Tra poco incontrerò delle persone, non so chi esse siano, né tanto meno quella che è la loro vita, ma entrerò nella stanza con un sorriso giovane, ammaliante. Stringerò con vitalità le mani che si protenderanno al mio passaggio e incomincerò a relazionare, sempre lo stesso argomento con il medesimo entusiasmo. Con una intonazione pacata, cordiale, ritmata al punto giusto. Con accenti d'orgoglio che faranno intendere ai miei interlocutori, l'entusiasmo che ripongo nello svolgere il mio lavoro. Non è facile, ma prima o poi ci fai l'abitudine e quando l'hai fatta, incominci anche a guadagnare. È un lavoro come un altro. Anche se è peggio di un amante perché ti tiene sempre impegnato, succhiandoti ogni minuto di vita e ti stanca il corpo e la mente. A lei sono stato infedele, sì, anche se il frutto del mio peccato non era la pelle bianca e profumata di un'altra donna, non è stata una mestizia della solitudine, non è stata un calvario dell'anima, chissà se quel tipo di tradimento l'avrebbe perdonato più facilmente? Ho pensato per molto tempo di essere onesto con lei, ma in fondo non lo sono stato, perché non mantenere delle promesse ti rende colpevole.
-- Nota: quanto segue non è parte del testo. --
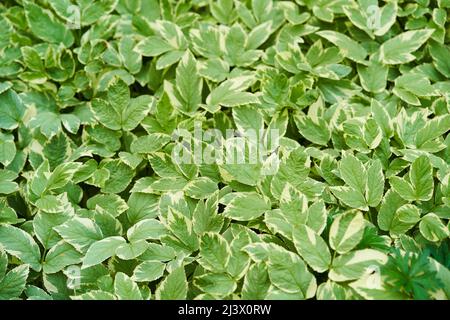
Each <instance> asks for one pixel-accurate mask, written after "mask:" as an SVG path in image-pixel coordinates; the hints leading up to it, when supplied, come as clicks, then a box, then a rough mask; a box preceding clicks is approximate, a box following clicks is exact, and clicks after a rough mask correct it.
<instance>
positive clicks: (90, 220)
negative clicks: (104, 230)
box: [54, 217, 103, 253]
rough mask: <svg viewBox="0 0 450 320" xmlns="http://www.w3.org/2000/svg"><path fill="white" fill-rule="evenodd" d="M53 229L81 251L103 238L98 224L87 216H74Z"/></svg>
mask: <svg viewBox="0 0 450 320" xmlns="http://www.w3.org/2000/svg"><path fill="white" fill-rule="evenodd" d="M54 229H55V231H56V232H57V233H58V234H59V235H60V236H61V237H62V238H63V239H64V240H65V241H66V242H67V243H69V244H71V245H72V246H74V247H75V249H77V250H78V251H80V252H82V253H85V252H86V251H87V250H88V248H89V247H90V246H91V245H92V244H93V243H94V242H96V241H99V240H101V239H102V238H103V237H102V232H101V230H100V228H99V226H98V225H97V224H96V223H95V222H93V221H92V220H91V219H88V218H80V217H74V218H72V219H70V220H67V221H66V222H64V223H63V224H61V225H59V226H57V227H55V228H54Z"/></svg>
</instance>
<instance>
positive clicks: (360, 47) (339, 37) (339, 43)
mask: <svg viewBox="0 0 450 320" xmlns="http://www.w3.org/2000/svg"><path fill="white" fill-rule="evenodd" d="M317 34H318V35H319V36H321V37H323V38H325V39H327V40H328V41H330V42H331V43H333V44H334V45H336V46H338V47H339V50H340V51H341V53H342V54H343V55H344V56H345V57H347V58H349V59H351V60H353V61H356V62H359V63H363V62H364V59H365V58H366V56H367V51H366V49H364V47H362V46H361V45H360V44H359V43H358V42H356V41H355V40H352V39H351V38H349V37H348V36H346V35H344V34H342V33H339V32H335V31H331V30H326V31H319V32H317Z"/></svg>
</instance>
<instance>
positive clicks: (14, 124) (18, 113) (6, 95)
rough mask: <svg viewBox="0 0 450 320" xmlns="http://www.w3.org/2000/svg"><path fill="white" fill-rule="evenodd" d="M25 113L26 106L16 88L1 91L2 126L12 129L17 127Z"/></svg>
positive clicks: (1, 113) (0, 101)
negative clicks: (22, 101) (25, 106)
mask: <svg viewBox="0 0 450 320" xmlns="http://www.w3.org/2000/svg"><path fill="white" fill-rule="evenodd" d="M24 113H25V106H24V105H23V102H22V100H21V99H20V97H19V96H18V95H17V93H16V92H15V91H14V90H11V89H10V90H6V91H4V92H1V93H0V128H1V129H6V130H12V129H15V128H17V126H18V125H19V123H20V122H21V121H22V117H23V115H24Z"/></svg>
Il giorno è passato così e la sera è arrivata come ogni giorno alla stessa ora. Non è cambiato proprio niente, anche se i visi che avevo davanti erano diversi e le lenzuola troppo inamidate che mi hanno accolto, appartengono ad un altro albergo. Ho chiamato il suo cellulare, ma lei non ha risposto.
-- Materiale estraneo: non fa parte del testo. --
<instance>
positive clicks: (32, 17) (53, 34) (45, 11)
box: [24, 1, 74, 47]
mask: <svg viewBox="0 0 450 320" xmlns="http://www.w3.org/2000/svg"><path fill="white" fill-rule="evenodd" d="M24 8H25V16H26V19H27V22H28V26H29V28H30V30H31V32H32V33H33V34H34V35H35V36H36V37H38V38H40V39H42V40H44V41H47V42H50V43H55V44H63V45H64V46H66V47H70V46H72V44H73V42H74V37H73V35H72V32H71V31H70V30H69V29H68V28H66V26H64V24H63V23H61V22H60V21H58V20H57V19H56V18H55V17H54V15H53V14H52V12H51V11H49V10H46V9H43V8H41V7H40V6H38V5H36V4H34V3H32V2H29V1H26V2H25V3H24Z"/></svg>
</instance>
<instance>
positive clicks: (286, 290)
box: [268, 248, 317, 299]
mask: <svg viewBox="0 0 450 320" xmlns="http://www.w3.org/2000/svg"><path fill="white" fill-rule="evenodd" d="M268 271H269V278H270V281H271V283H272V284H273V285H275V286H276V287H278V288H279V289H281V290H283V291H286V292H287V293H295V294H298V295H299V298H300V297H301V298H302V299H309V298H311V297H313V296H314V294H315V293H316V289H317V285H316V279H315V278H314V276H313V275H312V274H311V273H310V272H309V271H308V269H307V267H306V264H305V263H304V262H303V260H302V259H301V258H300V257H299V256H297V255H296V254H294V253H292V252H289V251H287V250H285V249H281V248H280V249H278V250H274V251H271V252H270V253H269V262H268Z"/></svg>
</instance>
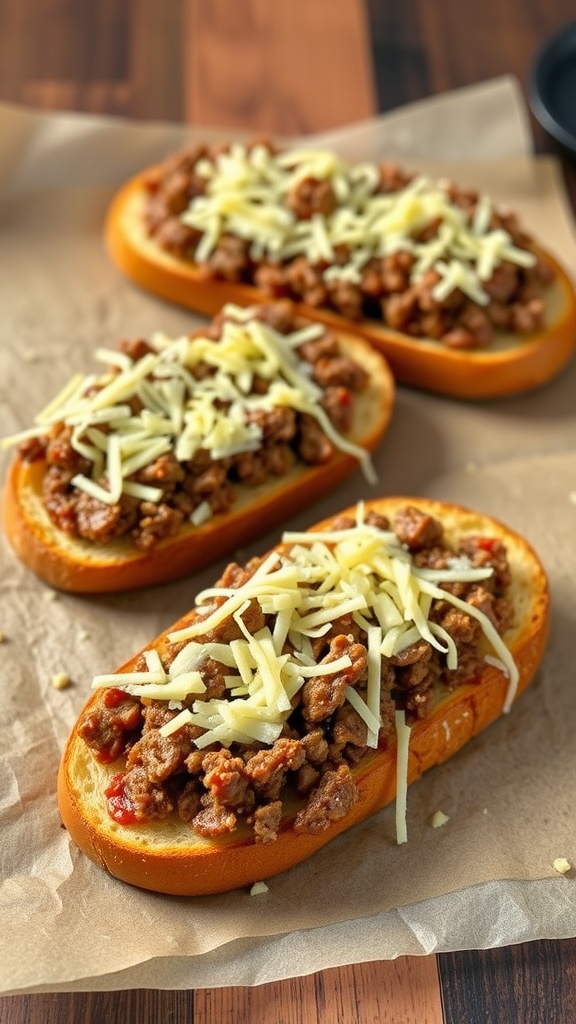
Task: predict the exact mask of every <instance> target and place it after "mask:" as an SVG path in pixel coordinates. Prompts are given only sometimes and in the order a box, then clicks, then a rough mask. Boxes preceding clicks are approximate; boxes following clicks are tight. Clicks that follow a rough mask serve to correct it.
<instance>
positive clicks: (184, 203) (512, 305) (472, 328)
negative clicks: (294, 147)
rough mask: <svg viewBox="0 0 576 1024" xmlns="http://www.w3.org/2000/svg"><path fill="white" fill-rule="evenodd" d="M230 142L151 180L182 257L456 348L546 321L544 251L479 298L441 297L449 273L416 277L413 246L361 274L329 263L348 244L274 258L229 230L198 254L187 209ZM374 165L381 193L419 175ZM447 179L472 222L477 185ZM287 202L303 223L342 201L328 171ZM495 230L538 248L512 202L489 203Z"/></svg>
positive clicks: (197, 152)
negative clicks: (415, 280)
mask: <svg viewBox="0 0 576 1024" xmlns="http://www.w3.org/2000/svg"><path fill="white" fill-rule="evenodd" d="M253 145H260V146H261V145H264V146H266V148H268V150H269V151H270V152H271V153H276V152H277V151H276V148H275V146H274V145H273V144H272V143H270V142H263V143H262V142H261V141H258V142H257V143H253ZM247 148H248V151H249V150H250V148H251V146H248V147H247ZM230 150H231V146H222V145H213V146H210V145H201V144H200V145H192V146H190V147H188V148H186V150H183V151H182V152H180V153H177V154H175V155H173V156H171V157H170V158H169V159H167V160H166V161H165V163H164V164H162V165H161V166H160V167H159V168H157V169H154V170H153V171H151V172H150V173H149V174H148V176H147V177H146V179H145V184H146V188H147V204H146V208H145V219H146V228H147V230H148V232H149V234H150V237H151V238H152V239H154V241H155V242H156V243H158V245H159V246H161V247H162V248H163V249H165V250H167V251H168V252H170V253H171V254H172V255H174V256H176V257H177V258H180V259H184V260H189V261H192V262H194V261H195V260H198V263H199V265H201V266H202V269H203V271H204V272H205V273H206V274H207V275H208V276H210V278H213V279H215V280H219V281H225V282H232V283H237V282H243V283H246V284H250V285H253V286H255V287H256V288H258V289H259V290H260V291H261V292H263V293H264V294H265V295H268V296H270V297H275V298H278V297H289V298H291V299H293V300H295V301H296V302H301V303H304V304H306V305H308V306H313V307H327V308H329V309H332V310H334V311H336V312H337V313H340V314H341V315H342V316H344V317H345V318H346V319H351V321H359V319H362V318H368V319H375V321H377V322H380V323H382V324H383V325H385V326H387V327H389V328H392V329H394V330H397V331H400V332H402V333H403V334H407V335H409V336H410V337H413V338H414V339H417V338H433V339H436V340H439V341H441V342H442V343H443V344H445V345H446V346H448V347H449V348H455V349H474V348H483V347H486V346H489V345H490V344H491V342H492V340H493V338H494V335H495V332H497V331H507V332H511V333H512V334H517V335H520V336H522V335H526V334H530V333H532V332H534V331H539V330H541V329H542V327H543V317H544V303H543V293H544V291H545V289H546V288H547V287H548V286H549V285H550V284H551V281H552V280H553V275H554V274H553V270H552V268H551V266H550V265H549V264H548V263H547V262H545V261H544V260H542V259H541V258H536V259H535V260H534V263H533V265H532V266H519V265H517V263H515V262H513V261H510V260H509V259H503V260H502V261H501V262H500V263H499V264H497V265H496V267H495V269H494V270H493V273H492V275H491V278H490V279H489V280H488V281H484V282H483V288H484V290H485V292H486V293H487V301H486V302H485V303H484V302H483V303H479V302H478V301H475V300H474V299H472V298H470V297H469V296H468V295H466V294H464V293H463V292H462V291H460V290H458V289H456V290H454V291H451V292H450V294H449V295H447V296H446V297H443V298H441V299H439V298H437V297H435V289H436V287H437V286H438V284H439V282H440V280H441V279H440V274H439V272H438V270H437V269H436V268H435V267H434V266H431V267H429V268H428V269H426V271H425V272H424V273H423V274H422V275H421V276H420V278H419V280H417V281H413V280H412V270H413V268H414V265H415V263H416V256H415V255H414V252H413V251H411V250H410V249H409V248H407V247H404V248H403V247H400V248H397V249H394V251H392V252H389V253H388V254H386V255H383V256H381V257H377V258H371V259H369V260H368V262H366V263H365V265H363V266H362V269H361V273H360V275H359V278H358V280H355V279H354V278H351V276H349V275H347V274H342V275H338V273H337V272H334V273H332V272H330V274H326V272H325V271H326V270H327V268H329V267H330V268H334V267H337V266H344V265H345V264H346V263H347V262H348V260H349V258H351V250H349V247H348V246H346V245H344V244H342V245H338V246H336V247H335V249H334V255H333V259H332V260H328V259H327V258H323V259H320V258H319V259H312V258H311V257H310V254H307V253H306V254H302V253H298V254H296V255H294V256H288V257H283V258H273V257H272V256H271V255H266V254H265V253H264V254H263V255H261V254H260V255H258V256H255V255H254V251H253V248H252V246H251V242H250V239H249V238H240V237H237V236H235V234H232V233H230V231H227V230H222V233H221V234H220V237H219V239H218V241H217V244H216V245H215V246H214V247H213V248H212V250H211V252H210V253H209V255H208V256H207V257H206V258H199V257H198V252H199V246H200V244H201V242H202V238H203V231H202V230H200V229H199V228H198V227H197V226H191V225H190V224H187V222H186V216H184V215H186V212H187V210H188V209H189V207H190V206H191V204H194V202H195V201H197V200H199V199H200V200H202V198H203V197H204V196H205V195H206V189H207V180H208V179H207V177H206V175H205V174H203V173H200V170H201V169H202V165H203V163H204V164H205V163H206V162H211V163H213V162H214V161H215V160H216V159H217V157H218V155H220V154H221V153H222V152H229V151H230ZM199 169H200V170H199ZM376 172H377V175H378V181H377V183H376V185H375V187H374V194H375V195H378V196H389V195H393V194H396V193H399V191H401V190H402V189H404V188H405V187H406V186H407V185H408V184H409V183H410V182H411V181H412V180H413V179H414V178H415V175H413V174H410V173H407V172H406V171H404V170H403V169H402V168H401V167H399V166H398V165H397V164H394V163H382V164H381V165H380V166H379V167H377V169H376ZM444 188H445V190H446V193H447V195H448V196H449V198H450V201H451V202H452V203H454V204H455V205H456V206H457V207H458V208H460V209H461V210H462V211H463V213H464V214H465V216H466V218H467V219H468V221H469V222H471V221H472V219H474V217H475V213H476V211H477V209H478V205H479V200H480V197H479V194H478V193H477V191H476V190H474V189H464V188H460V187H457V186H456V185H455V184H453V183H451V182H446V183H444ZM284 202H285V208H286V210H289V211H290V212H291V213H292V214H294V216H295V217H296V219H297V221H298V222H304V221H307V220H310V219H311V218H313V217H320V218H323V217H324V218H329V217H330V215H331V214H332V213H333V212H334V210H335V209H336V208H337V206H338V197H337V195H336V193H335V189H334V187H333V185H332V183H331V181H330V180H328V179H326V180H322V179H315V178H313V177H307V178H304V179H303V180H300V181H298V182H297V183H296V184H295V185H294V187H293V188H292V189H291V190H290V191H289V193H288V195H287V196H286V197H285V201H284ZM440 226H441V225H440V223H439V221H438V220H437V221H436V222H435V221H434V220H433V221H431V222H430V223H429V224H426V225H425V226H424V227H423V228H422V229H421V230H420V231H419V232H417V233H415V234H414V236H413V238H412V240H411V241H412V242H414V243H419V242H425V241H429V240H430V239H434V238H437V237H438V231H439V227H440ZM490 229H491V230H494V231H498V230H500V229H502V230H503V231H505V232H507V233H508V236H509V237H510V240H511V243H512V245H515V246H516V247H518V248H520V249H523V250H528V251H530V252H531V251H532V250H533V244H532V240H531V238H530V236H528V234H527V233H526V232H525V231H524V230H523V229H522V228H521V226H520V224H519V221H518V218H517V216H516V215H515V214H513V213H511V212H510V211H508V210H498V209H495V208H494V209H492V210H491V214H490Z"/></svg>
Oggi la città mi sembra più silenziosa, o forse è perché sono troppo concentrato sul questo rumore che ho dentro per sentire tutto il resto. Nessuno si chiede in quale paese mi trovi o quali siano i miei impegni. Ho sacrificato tanto per poi accorgermi di non possedere niente. Oggi non ci saranno amici che telefoneranno, anche se è il mio compleanno. Oggi non ci sarà nessuno che mi domanderà come sto solo per il semplice piacere di saperlo. Avrei tanto voluto sentire la sua voce, ricordarmi che esisto attraverso il ricordo di qualcuno.
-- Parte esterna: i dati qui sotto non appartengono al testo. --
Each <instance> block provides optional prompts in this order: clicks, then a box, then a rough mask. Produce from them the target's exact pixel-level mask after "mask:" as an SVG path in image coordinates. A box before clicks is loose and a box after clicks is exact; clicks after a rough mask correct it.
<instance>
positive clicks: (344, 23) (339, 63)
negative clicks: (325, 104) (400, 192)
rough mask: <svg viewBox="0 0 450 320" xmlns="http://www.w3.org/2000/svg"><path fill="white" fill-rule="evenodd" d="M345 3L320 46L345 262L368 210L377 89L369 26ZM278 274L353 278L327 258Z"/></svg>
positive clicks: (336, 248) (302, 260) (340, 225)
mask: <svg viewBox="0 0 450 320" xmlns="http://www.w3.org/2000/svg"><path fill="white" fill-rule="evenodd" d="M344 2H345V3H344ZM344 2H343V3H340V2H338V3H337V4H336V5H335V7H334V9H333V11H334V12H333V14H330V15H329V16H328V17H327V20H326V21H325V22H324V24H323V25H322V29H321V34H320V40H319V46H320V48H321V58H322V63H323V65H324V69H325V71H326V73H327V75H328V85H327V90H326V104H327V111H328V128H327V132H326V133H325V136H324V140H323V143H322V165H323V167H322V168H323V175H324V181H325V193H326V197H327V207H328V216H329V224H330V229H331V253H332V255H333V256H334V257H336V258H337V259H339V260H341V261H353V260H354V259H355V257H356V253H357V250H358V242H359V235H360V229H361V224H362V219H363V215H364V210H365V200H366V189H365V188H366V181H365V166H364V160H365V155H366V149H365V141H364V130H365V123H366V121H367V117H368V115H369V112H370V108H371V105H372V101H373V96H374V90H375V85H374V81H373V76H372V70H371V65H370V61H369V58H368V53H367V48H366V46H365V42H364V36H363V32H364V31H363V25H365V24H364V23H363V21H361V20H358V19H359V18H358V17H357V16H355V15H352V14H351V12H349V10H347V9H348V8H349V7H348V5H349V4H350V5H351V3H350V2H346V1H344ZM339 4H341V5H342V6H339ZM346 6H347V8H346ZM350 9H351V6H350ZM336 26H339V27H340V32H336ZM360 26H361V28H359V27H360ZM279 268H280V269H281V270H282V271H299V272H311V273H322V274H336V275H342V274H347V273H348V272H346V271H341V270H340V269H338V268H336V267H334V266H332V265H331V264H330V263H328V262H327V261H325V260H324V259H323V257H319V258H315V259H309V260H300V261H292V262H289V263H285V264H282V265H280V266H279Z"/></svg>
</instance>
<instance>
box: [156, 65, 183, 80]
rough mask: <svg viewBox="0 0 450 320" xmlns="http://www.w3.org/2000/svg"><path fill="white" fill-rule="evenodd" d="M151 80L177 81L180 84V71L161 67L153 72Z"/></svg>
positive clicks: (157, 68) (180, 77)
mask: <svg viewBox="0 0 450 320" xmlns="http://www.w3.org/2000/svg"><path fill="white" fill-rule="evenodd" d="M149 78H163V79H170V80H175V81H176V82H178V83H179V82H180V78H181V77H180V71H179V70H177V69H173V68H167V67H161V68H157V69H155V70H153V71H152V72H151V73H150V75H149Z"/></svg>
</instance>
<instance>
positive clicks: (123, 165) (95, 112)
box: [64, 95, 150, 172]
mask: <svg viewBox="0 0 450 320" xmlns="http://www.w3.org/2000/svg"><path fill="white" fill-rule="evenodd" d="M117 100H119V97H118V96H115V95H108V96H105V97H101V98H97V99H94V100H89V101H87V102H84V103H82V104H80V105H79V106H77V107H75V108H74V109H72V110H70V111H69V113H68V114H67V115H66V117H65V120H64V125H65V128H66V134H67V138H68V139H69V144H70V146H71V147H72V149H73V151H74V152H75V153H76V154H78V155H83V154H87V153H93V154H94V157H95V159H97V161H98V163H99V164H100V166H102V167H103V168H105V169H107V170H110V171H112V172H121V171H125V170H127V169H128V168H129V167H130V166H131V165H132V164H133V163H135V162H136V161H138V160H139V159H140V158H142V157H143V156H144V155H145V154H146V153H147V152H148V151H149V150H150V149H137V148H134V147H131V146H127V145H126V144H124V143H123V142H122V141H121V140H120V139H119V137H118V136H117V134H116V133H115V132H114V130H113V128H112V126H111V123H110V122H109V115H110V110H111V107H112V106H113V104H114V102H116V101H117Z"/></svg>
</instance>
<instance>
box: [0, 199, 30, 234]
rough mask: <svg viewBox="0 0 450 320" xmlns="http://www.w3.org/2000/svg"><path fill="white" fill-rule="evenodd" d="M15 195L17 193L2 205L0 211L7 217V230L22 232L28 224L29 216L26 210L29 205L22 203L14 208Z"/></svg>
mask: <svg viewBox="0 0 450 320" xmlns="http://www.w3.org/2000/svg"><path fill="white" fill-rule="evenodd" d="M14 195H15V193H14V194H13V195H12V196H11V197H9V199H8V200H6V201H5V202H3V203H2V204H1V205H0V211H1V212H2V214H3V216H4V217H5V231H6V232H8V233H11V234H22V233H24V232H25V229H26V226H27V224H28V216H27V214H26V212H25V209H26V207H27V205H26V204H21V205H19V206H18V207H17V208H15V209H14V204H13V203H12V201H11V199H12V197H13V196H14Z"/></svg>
Mi sono fermato in un bar a bere. Ad un tavolo vicino una famiglia festeggiava il compleanno di una bambina, avrei tanto desiderato avere una figlia. So che anche a lei sarebbe piaciuto. Ne parlavamo quando credevamo entrambi di vivere una vita insieme.

Qualcuno mi ha riaccompagnato nella mia stanza dopo, mi sono lasciato andare sul divano e sono svenuto nel rifugio sicuro dell'incoscienza. Non avrei voluto più ritrovare un nuovo giorno che bussava alle finestre.

Se mi vedesse in questo momento so che proverebbe pena di fronte alla mia fragilità e alla poca stima che ho di me stesso. Dopo una lunga doccia fredda sono uscito senza cravatta. Ho lasciato in stanza la valigetta che contiene i miei successi e ho annullato l'appuntamento nel pomeriggio. Ho chiamato il suo cellulare per raccontarle di questa novità, di questa nuova rinascita di questo nuovo parto che mi ha riportato alla vita. Ho ingannato me stesso nel credere che lei potesse percepire dall'altra parte del continente, che ce la stavo mettendo tutta per cambiare, per riscoprire me stesso e la vita che avevo dimenticato di vivere, ma lei non ha risposto.

Mi sono seduto al tavolino di un bar dopo aver passeggiato lungo il fiume per smaltire i resti alcolici della notte precedente che si mischiavano ancora al mio sangue. Ho acceso una sigaretta, ordinato un caffè amaro e ho rivolto il viso verso il sole che si stava impadronendo di quella nuova giornata.